What are the differences and tradeoffs between -march=haswell, -march=core-avx2, and -mavx2 for compiling avx2 intrinsics? I know that -mavx2 is a flag and -march=haswell/core-avx2 are architectures which just translate to a bunch of flags. So -mavx2 is a subset of the other two. But beyond that, how do I choose the right one for my application?

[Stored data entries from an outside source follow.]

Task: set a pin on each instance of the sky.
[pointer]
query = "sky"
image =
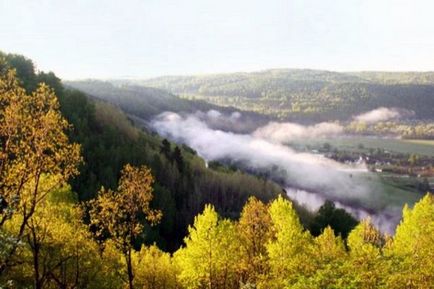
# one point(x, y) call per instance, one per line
point(146, 38)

As I understand it, -march=native will detect the ISA and extensions to use from cpuid (which include model, family and stepping information). -march=xxx will use a baseline set of extensions and a baseline ISA. There are a lot of possible combinations of extensions, so only the most relevant were chosen (e.g. skylake-avx512 was added to reflect an important extension of some skylakes). -march ...

March Sibi Still   ? 4

Internet search for "-march=armv8.2-a+i8mm" turns up nearly nothing helpful. Either build_aar.sh is asking for an arch that doesn't make sense, or I need to plug in a version of clang that supports that arch.

March Sibi Still   ? 5

-march: generate instructions for a specific machine type. Defaults to x86-64-v3 on AMD64 and armv8-a on AArch64. Use -march=compatibility for best compatibility, or -march=native for best performance if a native executable is deployed on the same machine or on a machine with the same CPU features. To list all available machine types, use ...

March Sibi Still   ? 6

I'm compiling my C++ app using GCC 4.3. Instead of manually selecting the optimization flags I'm using -march=native, which in theory should add all optimization flags applicable to the hardware I'm

March Sibi Still   ? 7

On x86 processors, just use -march=native. GCC will handle the rest by setting arch and tune to same value. ARM is trickier since GCC sometimes segfault's when using -march=native. You should also use a modern GCC or maybe Clang. Clang creates better code than GCC with some SIMD source code. You will need to benchmark to determine which performs best for your code.